I am considering making a police report about crimes I was the victim of during childhood. My parents were the perpetrators, but my dad is now dead.

I am considering this because I keep having panic attacks and feel v unsafe, but when I think about telling the police I feel safer.

(I am not generally a fan of the police and don't think the criminal system is great at helping victims of abuse in general, so I don't know why I feel better when I think about doing this!)

I am also considering this because twice they made photos of the abuse and I am haunted by the thought of those photos and who else might have copies. I understand though that I will probably never resolve that.

Has anyone else reported abusive crimes to the police? If so, did it actually help you feel better?
Thanks, Lu

moglow

SilentSkald, I could be very wrong but unless the abuse is ongoing and/or recent AND there is proof [and possibly witnesses] of same, there is likely little law enforcement can do. Even then, at best they may be able to offer reassurance of restraining orders against future abuses.

I've had to come to the very hard realization that my mother will not only ever admit to or apologize for her treatment of me and others, there's no restitution or recovery other than that I find on my own. She's offered little by way of positive reinforcement or encouragement and it's only in the past several years - finding community with other like-minded souls and continuing to hold myself responsible for my and only my own behavior - that I'm finding a measure of peace with it all.

Mother is deeply damaged and superficial as the day is long. She's convinced that reputations matter above all, how you're seen by others. She'll lie and hide whatever she has to, to keep that impression out there. There's not one whit of remorse or even simple admission that she's wrong on any level whatsoever. I've had to find acceptance with that, and in that way let her go. My job has been to evict that tenant [her] from my head as much as possible.

"She had not known the weight until she felt the freedom." ~Nathaniel Hawthorne, The Scarlet Letter
"Expectations are disappointments under construction." ~Capn Spanky, The Nook circa 2005ish

NarcKiddo

Even if there is not enough evidence for the police to take it forward it may be that you would feel validated if they believe you and make some enquiries. Equally you might find the whole thing to be overwhelming and intrusive, especially if they do proceed with an investigation, because then everything would be out of your control.

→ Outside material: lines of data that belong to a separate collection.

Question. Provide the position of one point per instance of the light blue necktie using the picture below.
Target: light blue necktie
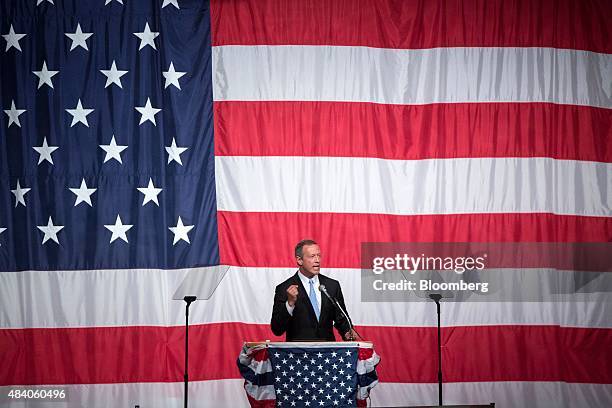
(313, 298)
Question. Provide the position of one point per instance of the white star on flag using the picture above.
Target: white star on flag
(180, 231)
(168, 2)
(150, 193)
(45, 151)
(14, 114)
(50, 231)
(20, 194)
(79, 38)
(83, 194)
(147, 37)
(44, 75)
(172, 76)
(174, 152)
(147, 112)
(12, 39)
(113, 150)
(79, 114)
(119, 229)
(113, 75)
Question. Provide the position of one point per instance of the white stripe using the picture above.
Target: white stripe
(260, 392)
(436, 186)
(143, 297)
(231, 394)
(439, 75)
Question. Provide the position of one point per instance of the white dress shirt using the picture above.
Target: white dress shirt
(306, 283)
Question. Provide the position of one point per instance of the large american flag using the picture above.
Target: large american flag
(144, 139)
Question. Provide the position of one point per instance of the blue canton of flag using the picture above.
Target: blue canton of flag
(106, 135)
(321, 377)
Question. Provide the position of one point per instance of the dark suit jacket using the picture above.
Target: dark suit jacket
(303, 325)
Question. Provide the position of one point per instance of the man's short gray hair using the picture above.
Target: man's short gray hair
(300, 246)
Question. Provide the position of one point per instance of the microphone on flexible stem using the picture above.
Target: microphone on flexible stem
(337, 304)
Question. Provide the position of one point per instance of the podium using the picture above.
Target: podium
(321, 374)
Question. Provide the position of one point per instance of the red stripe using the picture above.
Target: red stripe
(268, 239)
(365, 354)
(573, 24)
(155, 354)
(411, 132)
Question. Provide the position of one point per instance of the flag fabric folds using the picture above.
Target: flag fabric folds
(144, 140)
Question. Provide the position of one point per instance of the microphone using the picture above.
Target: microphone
(323, 289)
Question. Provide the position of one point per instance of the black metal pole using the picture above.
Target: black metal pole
(188, 300)
(436, 298)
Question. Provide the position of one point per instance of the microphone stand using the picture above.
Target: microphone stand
(436, 298)
(188, 300)
(337, 304)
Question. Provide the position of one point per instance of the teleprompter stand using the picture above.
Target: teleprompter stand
(199, 284)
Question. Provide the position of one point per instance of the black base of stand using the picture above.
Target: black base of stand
(188, 300)
(436, 298)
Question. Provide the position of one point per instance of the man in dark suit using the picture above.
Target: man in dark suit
(300, 309)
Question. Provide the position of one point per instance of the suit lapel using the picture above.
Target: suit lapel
(303, 294)
(325, 303)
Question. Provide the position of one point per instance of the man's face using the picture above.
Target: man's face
(310, 262)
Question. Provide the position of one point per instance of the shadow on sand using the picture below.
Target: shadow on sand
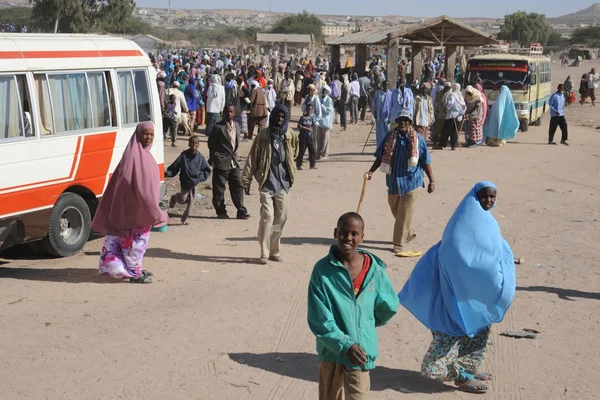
(305, 366)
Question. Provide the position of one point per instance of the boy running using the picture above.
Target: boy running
(192, 169)
(306, 125)
(349, 295)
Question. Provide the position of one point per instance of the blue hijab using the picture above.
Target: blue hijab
(467, 281)
(502, 121)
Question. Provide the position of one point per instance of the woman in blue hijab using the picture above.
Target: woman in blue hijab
(460, 287)
(502, 122)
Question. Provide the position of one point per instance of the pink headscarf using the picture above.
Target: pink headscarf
(484, 102)
(131, 199)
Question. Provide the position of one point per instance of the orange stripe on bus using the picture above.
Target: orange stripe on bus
(73, 164)
(69, 54)
(91, 173)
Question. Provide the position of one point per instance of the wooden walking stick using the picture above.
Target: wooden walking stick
(368, 136)
(362, 192)
(462, 125)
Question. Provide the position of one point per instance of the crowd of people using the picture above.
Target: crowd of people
(349, 294)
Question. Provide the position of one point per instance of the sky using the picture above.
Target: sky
(432, 8)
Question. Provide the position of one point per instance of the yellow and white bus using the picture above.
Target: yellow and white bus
(68, 107)
(526, 72)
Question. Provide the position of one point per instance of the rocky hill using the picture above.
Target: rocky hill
(589, 15)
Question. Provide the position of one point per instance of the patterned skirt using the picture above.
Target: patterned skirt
(242, 119)
(121, 257)
(452, 358)
(476, 130)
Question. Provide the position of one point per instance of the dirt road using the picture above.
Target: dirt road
(215, 326)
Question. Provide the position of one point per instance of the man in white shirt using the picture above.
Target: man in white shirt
(594, 80)
(180, 107)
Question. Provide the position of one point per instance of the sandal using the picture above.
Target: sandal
(472, 386)
(141, 279)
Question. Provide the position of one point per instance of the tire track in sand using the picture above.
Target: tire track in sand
(276, 387)
(503, 359)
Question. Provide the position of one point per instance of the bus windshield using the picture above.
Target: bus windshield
(496, 73)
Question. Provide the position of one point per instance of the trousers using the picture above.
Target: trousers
(403, 208)
(556, 122)
(236, 189)
(337, 380)
(273, 216)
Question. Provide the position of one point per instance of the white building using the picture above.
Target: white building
(337, 30)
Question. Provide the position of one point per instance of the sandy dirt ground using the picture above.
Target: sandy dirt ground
(214, 325)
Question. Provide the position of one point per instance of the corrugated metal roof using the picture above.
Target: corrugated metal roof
(370, 36)
(433, 30)
(283, 37)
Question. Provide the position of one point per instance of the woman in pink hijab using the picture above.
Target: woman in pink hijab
(129, 209)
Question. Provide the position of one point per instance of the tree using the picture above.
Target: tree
(589, 36)
(82, 16)
(16, 16)
(70, 16)
(303, 23)
(117, 17)
(525, 28)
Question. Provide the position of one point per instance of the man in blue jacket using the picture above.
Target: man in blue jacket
(349, 295)
(557, 116)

I am in the UK and police attitudes vary, I am sure. But I always get the feeling that once you report a crime the police become far more invested in getting a conviction than in the consequences for the victim. If I thought an abuser might be continuing to target others I would be far more likely to report and suffer any negative consequences to myself. Personally, I would be reluctant to report if I had already suffered the abuse and it was not ongoing. If you have not tried therapy I would suggest you at least consider that first.
Don't let the narcs get you down!

Invisiblewoman

#3
I believe in the case of child sexual abuse there is no statute of limitations, especially if images of you are in circulation. I don't know what country you are in but almost every country takes this kind of abuse very seriously. I am very sorry you are in this situation.

I remember trying to pursue assault charges as a child, and was ignored, and even blamed for the violence by a social worker. To the social worker's credit they probably were only fed my mother's side of the story. It's not a good situation to be in. I felt like my life was literally hanging by a thread for about a year.